Non-probability Sampling
Non-probability sampling employs methods that are not randomized, with the researcher mostly relying on their own judgment to select participants for the sample. Participants are selected based on ease of access, such as selecting friends or classmates. Although this approach may offer convenience and usefulness, its ability to apply findings beyond the specific sample is limited. Non-probability sampling methods such as Convenience Sampling, Purposive Sampling, Quota Sampling, and Snowball Sampling are often more cost-effective, less complex, and simpler to implement compared to probability sampling (Showkat & Parveen, 2017). These non-probability sampling techniques can be beneficial in studying particular phenomena and generating useful insights.
Probability Sampling
Probability sampling guarantees that each sample has an equal chance of being chosen, ensuring that every element in the population has a recognized non-zero possibility of being included. This method is beneficial in producing representative samples of the population. To illustrate, if there are 250 students in a college, probability sampling would entail randomly selecting participants from the entire student population. Suitable probability sampling techniques for this situation consist of Simple Random Sampling, Stratified Random Sampling, Systematic Random Sampling, Cluster Sampling, and Multi-stage Systematic Sampling (Showkat & Parveen, 2017).

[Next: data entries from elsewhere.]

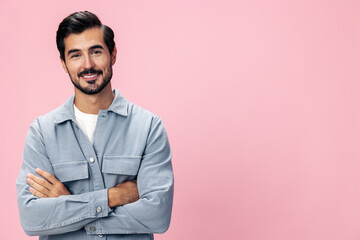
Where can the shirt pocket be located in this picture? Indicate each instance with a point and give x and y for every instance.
(74, 175)
(118, 169)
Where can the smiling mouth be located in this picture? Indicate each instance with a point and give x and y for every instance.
(90, 77)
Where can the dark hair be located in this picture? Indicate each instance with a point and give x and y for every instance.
(77, 23)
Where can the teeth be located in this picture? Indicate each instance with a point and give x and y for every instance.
(91, 76)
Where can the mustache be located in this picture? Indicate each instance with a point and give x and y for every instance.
(91, 70)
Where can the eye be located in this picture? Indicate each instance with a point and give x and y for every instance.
(96, 52)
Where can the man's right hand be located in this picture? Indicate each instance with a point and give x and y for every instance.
(123, 193)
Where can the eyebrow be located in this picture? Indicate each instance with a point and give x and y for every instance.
(91, 48)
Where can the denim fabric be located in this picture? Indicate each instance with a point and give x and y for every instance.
(130, 143)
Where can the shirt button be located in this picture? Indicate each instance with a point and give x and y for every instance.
(98, 209)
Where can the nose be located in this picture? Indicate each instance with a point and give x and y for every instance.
(88, 62)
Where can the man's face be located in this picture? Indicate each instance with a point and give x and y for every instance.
(88, 61)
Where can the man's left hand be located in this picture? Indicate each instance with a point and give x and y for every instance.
(45, 187)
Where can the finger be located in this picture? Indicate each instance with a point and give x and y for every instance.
(46, 175)
(37, 187)
(37, 193)
(40, 181)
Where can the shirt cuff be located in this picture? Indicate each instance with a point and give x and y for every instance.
(98, 208)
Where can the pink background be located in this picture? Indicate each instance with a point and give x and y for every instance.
(260, 100)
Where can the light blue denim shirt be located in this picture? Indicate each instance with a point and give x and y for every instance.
(130, 143)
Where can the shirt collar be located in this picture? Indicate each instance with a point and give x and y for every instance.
(118, 106)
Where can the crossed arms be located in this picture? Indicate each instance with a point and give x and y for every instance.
(49, 186)
(47, 208)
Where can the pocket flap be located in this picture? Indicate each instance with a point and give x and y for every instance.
(121, 165)
(70, 171)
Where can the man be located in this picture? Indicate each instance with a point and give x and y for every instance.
(98, 166)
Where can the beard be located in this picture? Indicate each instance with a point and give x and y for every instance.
(92, 87)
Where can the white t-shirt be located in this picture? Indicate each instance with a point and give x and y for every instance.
(86, 122)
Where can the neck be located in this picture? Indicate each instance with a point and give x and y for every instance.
(92, 104)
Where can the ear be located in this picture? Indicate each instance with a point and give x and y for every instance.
(64, 65)
(113, 56)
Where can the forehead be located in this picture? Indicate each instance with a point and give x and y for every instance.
(84, 40)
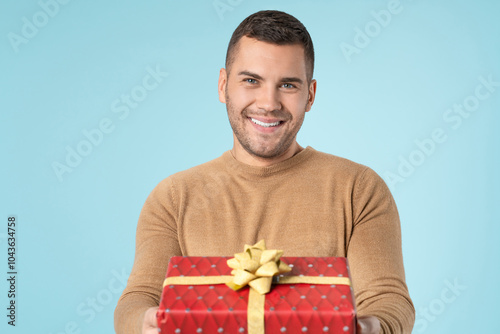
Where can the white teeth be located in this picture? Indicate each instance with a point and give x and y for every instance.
(266, 125)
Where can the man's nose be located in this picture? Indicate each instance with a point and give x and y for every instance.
(268, 99)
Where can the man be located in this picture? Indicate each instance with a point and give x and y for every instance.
(302, 201)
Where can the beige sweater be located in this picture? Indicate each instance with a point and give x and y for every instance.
(313, 204)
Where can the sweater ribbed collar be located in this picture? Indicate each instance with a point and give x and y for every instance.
(242, 168)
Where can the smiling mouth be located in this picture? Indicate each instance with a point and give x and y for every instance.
(264, 124)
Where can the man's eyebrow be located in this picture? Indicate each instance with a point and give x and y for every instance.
(256, 76)
(250, 74)
(292, 79)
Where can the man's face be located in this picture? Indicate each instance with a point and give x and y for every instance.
(267, 95)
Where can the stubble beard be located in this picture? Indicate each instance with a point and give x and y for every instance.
(238, 120)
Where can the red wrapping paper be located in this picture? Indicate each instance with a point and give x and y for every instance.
(289, 308)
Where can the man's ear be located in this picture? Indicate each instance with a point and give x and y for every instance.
(312, 94)
(222, 85)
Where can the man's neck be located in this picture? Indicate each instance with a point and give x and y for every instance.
(240, 154)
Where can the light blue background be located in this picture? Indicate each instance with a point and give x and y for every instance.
(76, 235)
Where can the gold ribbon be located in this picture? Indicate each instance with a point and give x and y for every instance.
(252, 268)
(256, 267)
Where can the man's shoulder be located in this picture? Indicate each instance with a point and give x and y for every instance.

Researchers can use conditional probability of non-conditional probability. Conditional probability is employed when two events have a relationship, and the likelihood of one event occurring is dependent on the occurrence of the other event (Hájek, 2011). On the other hand, unconditional probability is utilized when there is no relationship between the events, and the probability of one event happening is not impacted by the occurrence or non-occurrence of the other event.
Conclusion
Obtaining noteworthy research findings through sampling is possible. On the other hand, it is critical to acknowledge the potential disparities between the population and the sample, which can lead to errors. Thus, utilizing an appropriate and effective sampling technique is crucial.
References
Hájek, A. (2011). Conditional Probability. Journal of Phylosophy of Statistics , DOI:10.1016/B978-0-444-51862-0.50003-4.
Showkat, N., & Parveen, H. (2017). Non-Probability and Probability Sampling.
this is was qousation 
This week covers probability and non-probability sampling. Discuss in detail the characteristics of probability and nonprobability sampling. Discuss why researchers would use conditional probability instead of unconditional probability in their study.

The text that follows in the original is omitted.